It amazes me that this topic keeps coming up on internet forums.
Null means Null. Identical. There is nothing different. If it actually does null, then you aren't hearing anything different. Your mind might think so for psychological reasons.
Now that being said... aside from a very controlled experiments with test tones, I find it highly unlikely that anyone was able to mix an actual music project in two different DAW's and get them the actually null. If they say they did, I don't think they know the meaning of the word "null". There are too many factors for why it would be utterly improbable that anyone would ever mix down a project with all the various plugins and faders...in exactly the same way in the two daw's leading to a null result.
So yes..its possible that you mixed a project in one DAW and liked the sound better then the other, but based on scientific evidence that has been tested countless times in the past few decades, that is not due to some fundamental DAW voodoo...its simply the way you mixed the project in each DAW.
I have never seen anyone actually provide sound files of two mixed projects from two different daw's that actually do null. I find it highly unlikely that anyone has ever been able to do that. But also many simple tests with test tones between two DAW's have been done, with perfectly nulled out results....meaning...exactly the same result.

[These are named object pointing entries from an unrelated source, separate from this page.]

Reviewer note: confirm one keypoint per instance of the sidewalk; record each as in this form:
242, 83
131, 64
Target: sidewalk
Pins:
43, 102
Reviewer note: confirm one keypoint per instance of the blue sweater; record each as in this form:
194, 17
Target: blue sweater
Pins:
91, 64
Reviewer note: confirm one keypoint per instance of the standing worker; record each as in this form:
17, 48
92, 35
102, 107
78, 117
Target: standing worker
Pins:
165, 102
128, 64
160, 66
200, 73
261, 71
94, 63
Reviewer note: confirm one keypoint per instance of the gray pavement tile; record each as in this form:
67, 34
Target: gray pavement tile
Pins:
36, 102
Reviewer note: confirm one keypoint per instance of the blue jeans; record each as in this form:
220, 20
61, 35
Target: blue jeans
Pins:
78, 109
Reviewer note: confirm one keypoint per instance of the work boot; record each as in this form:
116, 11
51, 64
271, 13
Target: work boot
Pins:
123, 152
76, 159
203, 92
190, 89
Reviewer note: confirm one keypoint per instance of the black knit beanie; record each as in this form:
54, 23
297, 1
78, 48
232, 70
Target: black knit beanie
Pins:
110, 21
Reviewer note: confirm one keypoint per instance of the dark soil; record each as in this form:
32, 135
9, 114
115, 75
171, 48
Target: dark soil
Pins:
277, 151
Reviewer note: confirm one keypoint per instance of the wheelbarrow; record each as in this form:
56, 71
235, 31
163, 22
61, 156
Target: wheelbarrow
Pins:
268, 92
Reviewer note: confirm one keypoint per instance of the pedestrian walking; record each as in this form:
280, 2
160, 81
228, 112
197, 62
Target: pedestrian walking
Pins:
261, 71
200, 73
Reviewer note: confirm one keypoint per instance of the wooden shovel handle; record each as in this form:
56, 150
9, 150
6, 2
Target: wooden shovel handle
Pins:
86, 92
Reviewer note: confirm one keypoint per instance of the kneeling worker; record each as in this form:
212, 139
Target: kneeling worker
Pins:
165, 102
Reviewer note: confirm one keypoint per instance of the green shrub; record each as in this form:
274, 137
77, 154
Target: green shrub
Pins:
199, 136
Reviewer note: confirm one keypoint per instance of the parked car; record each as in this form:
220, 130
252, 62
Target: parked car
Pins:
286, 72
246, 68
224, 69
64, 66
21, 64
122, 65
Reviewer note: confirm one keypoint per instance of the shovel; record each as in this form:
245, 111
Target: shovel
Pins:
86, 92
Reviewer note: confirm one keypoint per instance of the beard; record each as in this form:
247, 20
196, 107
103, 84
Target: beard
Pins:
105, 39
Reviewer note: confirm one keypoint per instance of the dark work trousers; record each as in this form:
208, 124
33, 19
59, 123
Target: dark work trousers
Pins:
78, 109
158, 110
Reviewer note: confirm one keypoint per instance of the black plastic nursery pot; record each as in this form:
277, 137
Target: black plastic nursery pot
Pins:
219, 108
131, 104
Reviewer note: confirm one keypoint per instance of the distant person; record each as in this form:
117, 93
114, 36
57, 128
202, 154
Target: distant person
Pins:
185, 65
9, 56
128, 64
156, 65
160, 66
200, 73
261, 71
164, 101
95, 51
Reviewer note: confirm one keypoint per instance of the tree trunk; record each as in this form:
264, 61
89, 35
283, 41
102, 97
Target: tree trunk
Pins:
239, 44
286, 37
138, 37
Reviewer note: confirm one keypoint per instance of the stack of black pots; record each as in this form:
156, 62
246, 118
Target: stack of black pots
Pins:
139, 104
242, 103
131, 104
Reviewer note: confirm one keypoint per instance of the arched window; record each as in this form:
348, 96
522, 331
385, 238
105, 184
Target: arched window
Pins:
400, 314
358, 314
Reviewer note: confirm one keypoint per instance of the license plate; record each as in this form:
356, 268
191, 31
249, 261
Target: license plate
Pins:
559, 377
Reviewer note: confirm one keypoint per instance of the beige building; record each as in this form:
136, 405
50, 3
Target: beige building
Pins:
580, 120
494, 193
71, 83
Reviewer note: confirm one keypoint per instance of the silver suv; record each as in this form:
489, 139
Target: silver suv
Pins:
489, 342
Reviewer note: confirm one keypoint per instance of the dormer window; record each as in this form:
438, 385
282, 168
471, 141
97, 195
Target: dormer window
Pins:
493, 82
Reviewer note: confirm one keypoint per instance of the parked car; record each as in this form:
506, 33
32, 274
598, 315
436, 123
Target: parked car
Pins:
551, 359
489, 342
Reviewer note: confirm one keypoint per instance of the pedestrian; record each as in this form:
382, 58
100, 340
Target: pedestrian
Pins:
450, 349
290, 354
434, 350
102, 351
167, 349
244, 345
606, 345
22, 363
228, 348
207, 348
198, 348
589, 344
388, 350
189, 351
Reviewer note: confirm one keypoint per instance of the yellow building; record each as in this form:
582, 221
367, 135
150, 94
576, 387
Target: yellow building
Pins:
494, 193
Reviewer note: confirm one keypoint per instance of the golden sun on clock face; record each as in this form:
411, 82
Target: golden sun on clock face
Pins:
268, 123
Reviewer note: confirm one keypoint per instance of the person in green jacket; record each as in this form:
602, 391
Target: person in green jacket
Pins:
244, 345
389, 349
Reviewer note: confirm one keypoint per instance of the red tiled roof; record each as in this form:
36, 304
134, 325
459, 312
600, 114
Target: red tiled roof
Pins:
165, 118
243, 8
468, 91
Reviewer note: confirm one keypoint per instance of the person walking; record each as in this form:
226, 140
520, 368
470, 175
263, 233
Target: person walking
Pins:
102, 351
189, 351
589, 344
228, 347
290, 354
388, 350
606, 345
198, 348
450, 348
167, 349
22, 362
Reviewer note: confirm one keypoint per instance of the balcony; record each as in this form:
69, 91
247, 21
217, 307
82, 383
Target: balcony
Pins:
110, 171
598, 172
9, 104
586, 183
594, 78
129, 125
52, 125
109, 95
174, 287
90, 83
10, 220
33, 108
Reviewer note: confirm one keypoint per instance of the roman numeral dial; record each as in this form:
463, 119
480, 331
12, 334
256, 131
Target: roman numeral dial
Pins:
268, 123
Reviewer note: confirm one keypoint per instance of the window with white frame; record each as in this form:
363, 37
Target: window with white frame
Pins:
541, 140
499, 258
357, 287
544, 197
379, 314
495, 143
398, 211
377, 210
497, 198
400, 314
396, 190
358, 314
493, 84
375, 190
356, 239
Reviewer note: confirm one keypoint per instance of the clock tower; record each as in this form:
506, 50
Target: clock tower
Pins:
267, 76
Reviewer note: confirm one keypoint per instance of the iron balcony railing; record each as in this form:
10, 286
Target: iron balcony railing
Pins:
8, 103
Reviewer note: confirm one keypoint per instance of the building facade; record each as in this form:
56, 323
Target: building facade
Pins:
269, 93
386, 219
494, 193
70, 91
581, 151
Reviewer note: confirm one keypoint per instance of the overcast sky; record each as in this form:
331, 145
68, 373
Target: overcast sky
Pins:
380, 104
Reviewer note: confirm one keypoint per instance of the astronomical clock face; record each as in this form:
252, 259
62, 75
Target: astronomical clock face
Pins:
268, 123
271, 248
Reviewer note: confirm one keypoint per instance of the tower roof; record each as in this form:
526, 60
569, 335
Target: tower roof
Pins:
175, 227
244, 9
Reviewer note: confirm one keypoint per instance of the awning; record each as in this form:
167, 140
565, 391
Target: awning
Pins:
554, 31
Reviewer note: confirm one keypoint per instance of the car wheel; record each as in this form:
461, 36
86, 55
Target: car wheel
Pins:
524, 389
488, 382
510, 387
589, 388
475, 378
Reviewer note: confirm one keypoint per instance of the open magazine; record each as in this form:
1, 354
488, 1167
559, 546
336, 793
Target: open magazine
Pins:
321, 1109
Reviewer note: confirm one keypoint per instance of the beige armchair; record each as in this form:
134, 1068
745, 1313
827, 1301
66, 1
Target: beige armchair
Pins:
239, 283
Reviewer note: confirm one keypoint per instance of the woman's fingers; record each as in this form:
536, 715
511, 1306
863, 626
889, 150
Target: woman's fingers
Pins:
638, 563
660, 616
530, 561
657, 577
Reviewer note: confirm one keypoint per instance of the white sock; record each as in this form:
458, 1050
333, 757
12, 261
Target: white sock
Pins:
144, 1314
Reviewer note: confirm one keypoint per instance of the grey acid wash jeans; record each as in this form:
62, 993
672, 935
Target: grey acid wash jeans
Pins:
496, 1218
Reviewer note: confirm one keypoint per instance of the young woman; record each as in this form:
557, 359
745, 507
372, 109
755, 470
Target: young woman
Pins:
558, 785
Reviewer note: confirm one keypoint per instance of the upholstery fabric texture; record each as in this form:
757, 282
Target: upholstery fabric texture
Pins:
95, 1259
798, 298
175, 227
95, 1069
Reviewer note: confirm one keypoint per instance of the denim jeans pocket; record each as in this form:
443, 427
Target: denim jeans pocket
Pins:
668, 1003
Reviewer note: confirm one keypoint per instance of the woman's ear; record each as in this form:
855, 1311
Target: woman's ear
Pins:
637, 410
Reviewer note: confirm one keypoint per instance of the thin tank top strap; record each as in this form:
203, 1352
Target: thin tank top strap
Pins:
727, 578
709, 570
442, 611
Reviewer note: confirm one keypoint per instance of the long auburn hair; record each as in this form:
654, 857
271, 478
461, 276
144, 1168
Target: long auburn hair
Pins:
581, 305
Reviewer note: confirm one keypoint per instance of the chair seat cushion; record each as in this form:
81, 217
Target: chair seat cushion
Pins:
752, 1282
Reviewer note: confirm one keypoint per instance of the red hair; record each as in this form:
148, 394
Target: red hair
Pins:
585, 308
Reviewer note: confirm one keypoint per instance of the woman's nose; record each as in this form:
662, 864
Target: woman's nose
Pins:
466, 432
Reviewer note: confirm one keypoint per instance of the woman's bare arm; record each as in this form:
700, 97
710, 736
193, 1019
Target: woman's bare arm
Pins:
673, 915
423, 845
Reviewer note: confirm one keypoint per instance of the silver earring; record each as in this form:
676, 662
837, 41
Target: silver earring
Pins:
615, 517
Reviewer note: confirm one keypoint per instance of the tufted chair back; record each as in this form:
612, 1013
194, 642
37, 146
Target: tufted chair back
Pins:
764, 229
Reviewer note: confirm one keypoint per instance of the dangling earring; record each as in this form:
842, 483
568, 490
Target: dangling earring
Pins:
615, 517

This is scientific. If you deny this science, then I can't help you, I'd suggest getting a voodoo doll to help you with your mixes then.
But it also has to be recognized that people work differently in different environments and one daw may very well lead someone to create better sounding mixes then another daw, simply because of the way they are using it...but that is entirely subjective, any DAW can produce absolute magic in the right hands.
All of that being said...admiral bumble bee also has measured scientifically the differences between DAW's while performing automated fades. So if your project has a lot of automated fades happening....(not midi fades)...then definitely all DAW's are not created equal. Unfortunately, in that test, Cubase didn't fare any better then LogicPro in terms of intermodulation noise. But then...maybe you like the Cubase flavor of intermodulation noise.